Sentinel aware #302

Open
tanguylebarzic opened this Issue Oct 10, 2012 · 42 comments

Projects

None yet
@tanguylebarzic

Hi,

Are there plans to make node_redis sentinel aware? I'm thinking about being able to use a list of sentinels at startup, then discover and connect to the masters, and subscribing to sentinels message to take into account masters changes. If not, would be happy to start working on it!

Tanguy

@joaojeronimo

+1 , why not make a wrapper on top of this node_redis client ? If you start working on it please let me know because I'd like to star that repository.

@tanguylebarzic

Hi,

I've started working on this, the result can be checked at https://github.com/tanguylebarzic/node_redis
An example of use:

var RedisMetaClient = require("./../node_redis/sentinel").RedisMetaClient;
var sentinels = [
    {host: "127.0.0.1", port: 26382},
    {host: "127.0.0.1", port: 26383},
    {host: "127.0.0.1", port: 26384}
];
var redisMetaClient = new RedisMetaClient("mymaster", sentinels);
var i = 0;

var client = redisMetaClient.createMasterClient();
client.on('error', function(error){
    console.log(error);
});

setInterval(function(){
    client.set('test:' + i, i, function(error, result){
        if(!error){
            console.log('success, ' + i);
            ++i;
        }
        else {
            console.log('error, ' + i);
        }
   });
}, 500);

Basically, you first have to create a 'RedisMetaClient', configured with the name of the master and a list of sentinels. Then, calling redisMetaClient.createMasterClient(); will give you a client similar to the usual redis.createClient();

What works:

  • Basic functionnality, ie. setup of the correct master, failover... If the master change, all the current masterClients (created by redisMetaClient.createMasterClient(); will be updated to point to the new master, so that one doesn't need to look for client.on('error') to update the connection.
    I have try to preserve the idea of an offline queue, ie. being able to send commands before the master is found and configured.
  • I have tested with simple requests, pub/sub... but not with multi (may work, just not sure).

How was is it done:
I've tried to modify as less as possible the code and behaviour of the single client (what's in 'client.js'). sentinel.js contains kind of a wrapper around client.js, to deal with sentinels.

What remains to be done:

  • Dealing with slaves (for now, nothing is done around them).
  • Testing (both by hand and automatic) of multiple scenarios
  • Documentation

Known issues:

  • the event ready is triggered multiple times for a masterClient if a failover happened, which can result in unexpected behaviours based on the way it's used
  • many others that I don't know about
@benbuckman

tanguylebarzic, thanks for starting to tackle sentinel support. I'm confused by your approach, however: You seem to be implementing the sentinel functionality (e.g. identifying the master and slaves, handling a quorum) in your node.js code. But in the sentinel docs that is all set up in the redis-sentinel daemon's config. Node shouldn't care about who the master or slaves are for a given sentinel, it should simply connect to the sentinel, which is handling all that already. (And that SentinelClient should behave like a regular RedisClient, so it's backwards-compatible with connect-redis session store, etc.)

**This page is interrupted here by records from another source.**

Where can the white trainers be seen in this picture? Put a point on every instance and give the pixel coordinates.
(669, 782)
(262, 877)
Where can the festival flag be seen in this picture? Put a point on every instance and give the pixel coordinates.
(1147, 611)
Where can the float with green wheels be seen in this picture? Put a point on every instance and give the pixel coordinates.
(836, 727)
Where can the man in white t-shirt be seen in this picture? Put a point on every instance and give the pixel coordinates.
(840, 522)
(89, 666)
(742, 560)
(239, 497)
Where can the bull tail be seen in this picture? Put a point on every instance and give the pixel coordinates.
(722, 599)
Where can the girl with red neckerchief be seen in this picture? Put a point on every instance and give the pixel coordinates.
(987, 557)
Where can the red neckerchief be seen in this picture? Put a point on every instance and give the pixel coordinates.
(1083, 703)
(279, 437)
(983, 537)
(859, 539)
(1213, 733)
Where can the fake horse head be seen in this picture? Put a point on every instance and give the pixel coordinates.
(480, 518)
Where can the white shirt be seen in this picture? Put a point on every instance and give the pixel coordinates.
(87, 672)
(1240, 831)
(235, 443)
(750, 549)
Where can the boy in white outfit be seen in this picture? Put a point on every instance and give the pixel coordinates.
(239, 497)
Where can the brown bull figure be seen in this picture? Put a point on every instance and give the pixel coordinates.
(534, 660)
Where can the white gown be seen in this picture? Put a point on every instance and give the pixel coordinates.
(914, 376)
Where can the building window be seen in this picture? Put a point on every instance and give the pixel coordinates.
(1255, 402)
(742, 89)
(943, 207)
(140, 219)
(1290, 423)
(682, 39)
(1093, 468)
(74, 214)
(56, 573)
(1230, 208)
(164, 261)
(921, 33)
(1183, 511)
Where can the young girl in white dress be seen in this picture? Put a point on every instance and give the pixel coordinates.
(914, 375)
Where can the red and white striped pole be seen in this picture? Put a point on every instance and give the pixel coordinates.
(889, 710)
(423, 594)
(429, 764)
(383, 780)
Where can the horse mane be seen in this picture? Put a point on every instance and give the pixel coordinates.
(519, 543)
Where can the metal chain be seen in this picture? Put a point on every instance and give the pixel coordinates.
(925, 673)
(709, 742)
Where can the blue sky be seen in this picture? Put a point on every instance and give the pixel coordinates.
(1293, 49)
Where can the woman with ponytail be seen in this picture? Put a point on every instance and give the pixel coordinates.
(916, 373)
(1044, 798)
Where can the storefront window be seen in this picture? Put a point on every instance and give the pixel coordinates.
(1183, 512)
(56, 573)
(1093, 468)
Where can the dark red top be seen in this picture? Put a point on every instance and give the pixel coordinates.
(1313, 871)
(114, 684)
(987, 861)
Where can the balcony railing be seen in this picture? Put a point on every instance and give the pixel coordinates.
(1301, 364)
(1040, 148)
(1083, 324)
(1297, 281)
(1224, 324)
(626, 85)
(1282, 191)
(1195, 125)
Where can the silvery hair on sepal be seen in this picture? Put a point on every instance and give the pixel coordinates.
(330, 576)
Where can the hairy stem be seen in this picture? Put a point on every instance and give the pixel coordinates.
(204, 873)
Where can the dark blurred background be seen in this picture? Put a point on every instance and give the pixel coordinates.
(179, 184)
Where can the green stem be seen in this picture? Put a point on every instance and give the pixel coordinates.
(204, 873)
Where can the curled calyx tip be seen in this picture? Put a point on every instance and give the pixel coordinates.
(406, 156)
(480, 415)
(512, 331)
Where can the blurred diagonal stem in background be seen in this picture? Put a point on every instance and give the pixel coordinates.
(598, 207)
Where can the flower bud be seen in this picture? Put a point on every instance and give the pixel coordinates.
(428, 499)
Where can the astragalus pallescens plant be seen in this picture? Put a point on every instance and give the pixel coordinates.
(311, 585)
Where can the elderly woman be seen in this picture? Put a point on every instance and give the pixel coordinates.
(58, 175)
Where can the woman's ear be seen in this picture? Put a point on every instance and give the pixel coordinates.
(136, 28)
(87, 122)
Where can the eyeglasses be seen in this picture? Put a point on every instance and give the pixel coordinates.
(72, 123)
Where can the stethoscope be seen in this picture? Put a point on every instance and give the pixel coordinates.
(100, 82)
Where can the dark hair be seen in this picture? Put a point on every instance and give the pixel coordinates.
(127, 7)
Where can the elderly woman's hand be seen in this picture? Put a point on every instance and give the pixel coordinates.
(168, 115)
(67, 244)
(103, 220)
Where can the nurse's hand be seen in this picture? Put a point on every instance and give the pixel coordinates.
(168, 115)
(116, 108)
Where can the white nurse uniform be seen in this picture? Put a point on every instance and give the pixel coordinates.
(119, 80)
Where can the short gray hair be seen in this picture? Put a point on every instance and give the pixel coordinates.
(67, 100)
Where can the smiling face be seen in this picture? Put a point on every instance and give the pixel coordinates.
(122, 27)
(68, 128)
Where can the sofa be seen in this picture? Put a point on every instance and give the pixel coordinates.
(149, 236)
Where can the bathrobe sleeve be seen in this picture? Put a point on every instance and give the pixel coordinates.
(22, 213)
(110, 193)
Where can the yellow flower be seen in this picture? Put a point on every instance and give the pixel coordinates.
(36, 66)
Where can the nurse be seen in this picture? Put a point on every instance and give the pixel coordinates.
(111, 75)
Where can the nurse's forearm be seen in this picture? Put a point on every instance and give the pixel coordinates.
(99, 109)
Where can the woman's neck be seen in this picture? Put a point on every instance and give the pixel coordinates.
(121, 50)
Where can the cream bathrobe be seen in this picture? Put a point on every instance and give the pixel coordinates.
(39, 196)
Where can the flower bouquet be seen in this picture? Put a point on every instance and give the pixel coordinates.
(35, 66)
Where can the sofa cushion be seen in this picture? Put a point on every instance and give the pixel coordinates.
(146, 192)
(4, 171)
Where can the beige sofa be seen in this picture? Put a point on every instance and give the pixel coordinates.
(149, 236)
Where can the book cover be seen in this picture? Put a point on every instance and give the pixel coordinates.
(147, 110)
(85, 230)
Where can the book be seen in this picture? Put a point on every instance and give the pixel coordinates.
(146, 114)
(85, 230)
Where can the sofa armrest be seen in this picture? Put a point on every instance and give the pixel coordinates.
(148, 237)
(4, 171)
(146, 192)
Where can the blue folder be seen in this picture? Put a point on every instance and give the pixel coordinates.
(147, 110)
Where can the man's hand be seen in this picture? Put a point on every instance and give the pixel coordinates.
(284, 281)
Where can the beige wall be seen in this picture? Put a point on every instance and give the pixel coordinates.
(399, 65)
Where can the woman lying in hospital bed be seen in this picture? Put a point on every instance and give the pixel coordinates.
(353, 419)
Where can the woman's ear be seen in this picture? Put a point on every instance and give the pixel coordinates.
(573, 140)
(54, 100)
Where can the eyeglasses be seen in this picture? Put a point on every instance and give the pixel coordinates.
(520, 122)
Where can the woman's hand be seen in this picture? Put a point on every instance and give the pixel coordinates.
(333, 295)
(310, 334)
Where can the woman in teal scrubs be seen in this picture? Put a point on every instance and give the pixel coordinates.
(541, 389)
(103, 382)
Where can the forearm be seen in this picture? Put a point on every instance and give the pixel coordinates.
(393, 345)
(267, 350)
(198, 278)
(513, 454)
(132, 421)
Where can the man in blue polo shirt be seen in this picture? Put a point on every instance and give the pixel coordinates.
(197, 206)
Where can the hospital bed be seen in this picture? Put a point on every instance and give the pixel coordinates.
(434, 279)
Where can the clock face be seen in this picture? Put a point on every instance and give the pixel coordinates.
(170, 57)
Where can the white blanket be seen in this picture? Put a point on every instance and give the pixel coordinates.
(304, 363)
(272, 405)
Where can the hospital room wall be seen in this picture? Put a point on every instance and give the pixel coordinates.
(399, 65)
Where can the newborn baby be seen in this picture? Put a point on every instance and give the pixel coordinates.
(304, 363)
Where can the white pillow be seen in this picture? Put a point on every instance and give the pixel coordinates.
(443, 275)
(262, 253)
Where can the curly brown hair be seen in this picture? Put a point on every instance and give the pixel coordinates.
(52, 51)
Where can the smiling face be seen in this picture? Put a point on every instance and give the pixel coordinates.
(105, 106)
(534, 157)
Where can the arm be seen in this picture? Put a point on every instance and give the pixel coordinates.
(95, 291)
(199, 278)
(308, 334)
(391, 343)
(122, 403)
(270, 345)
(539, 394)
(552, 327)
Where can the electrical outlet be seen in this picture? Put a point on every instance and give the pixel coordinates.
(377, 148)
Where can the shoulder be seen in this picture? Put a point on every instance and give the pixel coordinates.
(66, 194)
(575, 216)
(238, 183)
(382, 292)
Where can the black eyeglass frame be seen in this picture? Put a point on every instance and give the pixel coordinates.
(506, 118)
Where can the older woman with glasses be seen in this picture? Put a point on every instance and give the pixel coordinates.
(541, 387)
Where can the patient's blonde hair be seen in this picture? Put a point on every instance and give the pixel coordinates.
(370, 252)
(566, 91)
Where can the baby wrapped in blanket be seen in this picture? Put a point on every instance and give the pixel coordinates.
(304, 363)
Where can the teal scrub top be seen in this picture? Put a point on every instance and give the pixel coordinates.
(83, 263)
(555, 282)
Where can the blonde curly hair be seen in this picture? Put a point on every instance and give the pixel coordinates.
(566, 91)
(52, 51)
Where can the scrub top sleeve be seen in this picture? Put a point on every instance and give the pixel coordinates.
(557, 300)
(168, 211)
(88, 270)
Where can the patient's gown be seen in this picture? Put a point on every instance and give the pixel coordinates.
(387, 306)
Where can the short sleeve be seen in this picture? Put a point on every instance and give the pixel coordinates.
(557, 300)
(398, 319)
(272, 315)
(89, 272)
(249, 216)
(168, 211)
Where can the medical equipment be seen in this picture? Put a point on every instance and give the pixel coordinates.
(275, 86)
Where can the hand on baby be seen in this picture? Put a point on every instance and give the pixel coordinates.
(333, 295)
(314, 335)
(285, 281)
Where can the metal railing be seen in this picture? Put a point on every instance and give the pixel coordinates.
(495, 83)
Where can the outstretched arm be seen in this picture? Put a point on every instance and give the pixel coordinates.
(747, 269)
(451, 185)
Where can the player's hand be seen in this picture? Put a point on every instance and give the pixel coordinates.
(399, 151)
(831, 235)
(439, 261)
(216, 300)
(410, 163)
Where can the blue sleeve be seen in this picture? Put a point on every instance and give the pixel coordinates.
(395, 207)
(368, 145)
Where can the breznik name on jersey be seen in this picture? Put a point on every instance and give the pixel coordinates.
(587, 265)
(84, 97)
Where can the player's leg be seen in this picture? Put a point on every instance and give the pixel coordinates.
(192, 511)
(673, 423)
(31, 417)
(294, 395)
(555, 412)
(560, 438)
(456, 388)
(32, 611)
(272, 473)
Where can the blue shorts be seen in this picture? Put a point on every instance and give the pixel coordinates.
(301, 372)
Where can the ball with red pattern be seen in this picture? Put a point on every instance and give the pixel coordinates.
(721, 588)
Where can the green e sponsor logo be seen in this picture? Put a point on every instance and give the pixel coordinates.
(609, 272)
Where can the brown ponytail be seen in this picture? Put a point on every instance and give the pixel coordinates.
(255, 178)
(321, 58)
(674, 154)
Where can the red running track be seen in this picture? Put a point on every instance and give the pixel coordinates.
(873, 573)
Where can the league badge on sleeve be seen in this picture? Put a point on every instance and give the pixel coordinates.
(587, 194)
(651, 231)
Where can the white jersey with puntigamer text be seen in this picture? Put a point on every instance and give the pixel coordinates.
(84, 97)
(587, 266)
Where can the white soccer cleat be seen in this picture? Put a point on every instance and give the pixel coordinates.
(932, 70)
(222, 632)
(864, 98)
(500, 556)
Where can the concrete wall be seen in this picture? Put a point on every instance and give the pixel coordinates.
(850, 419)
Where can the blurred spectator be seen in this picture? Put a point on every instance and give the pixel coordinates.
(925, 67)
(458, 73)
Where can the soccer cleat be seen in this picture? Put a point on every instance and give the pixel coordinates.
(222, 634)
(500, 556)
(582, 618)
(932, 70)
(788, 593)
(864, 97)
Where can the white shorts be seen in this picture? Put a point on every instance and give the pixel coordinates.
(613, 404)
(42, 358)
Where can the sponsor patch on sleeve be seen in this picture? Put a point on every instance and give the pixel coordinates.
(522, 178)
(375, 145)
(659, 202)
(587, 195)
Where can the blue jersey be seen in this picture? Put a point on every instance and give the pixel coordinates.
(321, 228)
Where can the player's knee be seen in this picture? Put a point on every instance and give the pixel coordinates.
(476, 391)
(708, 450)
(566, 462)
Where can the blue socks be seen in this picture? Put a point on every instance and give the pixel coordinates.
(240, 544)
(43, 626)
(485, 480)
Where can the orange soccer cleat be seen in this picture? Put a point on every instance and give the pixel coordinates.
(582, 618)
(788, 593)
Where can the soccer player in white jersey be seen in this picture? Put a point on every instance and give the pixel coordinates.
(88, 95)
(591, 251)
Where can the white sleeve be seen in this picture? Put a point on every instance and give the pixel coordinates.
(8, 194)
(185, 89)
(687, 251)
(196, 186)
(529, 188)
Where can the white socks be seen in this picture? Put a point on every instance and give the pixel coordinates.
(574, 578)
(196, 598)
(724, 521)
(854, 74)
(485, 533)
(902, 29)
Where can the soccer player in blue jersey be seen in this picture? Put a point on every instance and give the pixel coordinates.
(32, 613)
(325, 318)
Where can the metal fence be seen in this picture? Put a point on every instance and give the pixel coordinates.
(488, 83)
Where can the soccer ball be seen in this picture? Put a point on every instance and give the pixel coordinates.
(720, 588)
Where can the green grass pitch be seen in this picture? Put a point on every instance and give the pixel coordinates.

Can you clarify your approach? Thanks!

@benbuckman

I've started implementing an alternate approach with a RedisSentinelClient that behaves transparently like a RedisClient: https://github.com/DocuSignDev/node_redis

Always interested in feedback, suggestions, and/or collaborators.

@tanguylebarzic

newleafdigital: sorry for the late reply. indeed, I noticed it was not clean to implement this the way I did (too much logic on the client). I've changed it to better match antirez' guidelines, although there are still some questions remaining IMO. Your approach looks interesting (and add cluster awareness!), I'm going to look at it!

@jochenonline

@newleafdigital: I have tried your fork together with socket.io. When I setup the redisstore:

io.set('store', new socketio.RedisStore({
    redis: redis,
    redisPub:   redis.createClient( 26379, "127.0.0.1", {sentinel: true} ),
    redisSub:   redis.createClient( 26379, "127.0.0.1", {sentinel: true} ),
    redisClient:redis.createClient( 26379, "127.0.0.1", {sentinel: true} )
 }));

My app crashes on startup:

 Error: Redis connection to 127.0.0.1:6379 failed - connect ECONNREFUSED
     at RedisClient.on_error (/home/green/debug/node_modules/redis/index.js:168:24)
     at Socket.RedisClient.initialize_stream_listeners.stream.on.self.should_buffer (/home/green/debug/node_modules/redis/index.js:93:14)
     at Socket.EventEmitter.emit (events.js:96:17)
     at Socket._destroy.self.errorEmitted (net.js:328:14)
     at process.startup.processNextTick.process._tickCallback (node.js:244:9)
 [Wed, 13 Feb 2013 16:46:56 GMT] INFO worker 6622 died

Please be aware that the error message sais that the connection failed to port 6379, instead of 26379!!!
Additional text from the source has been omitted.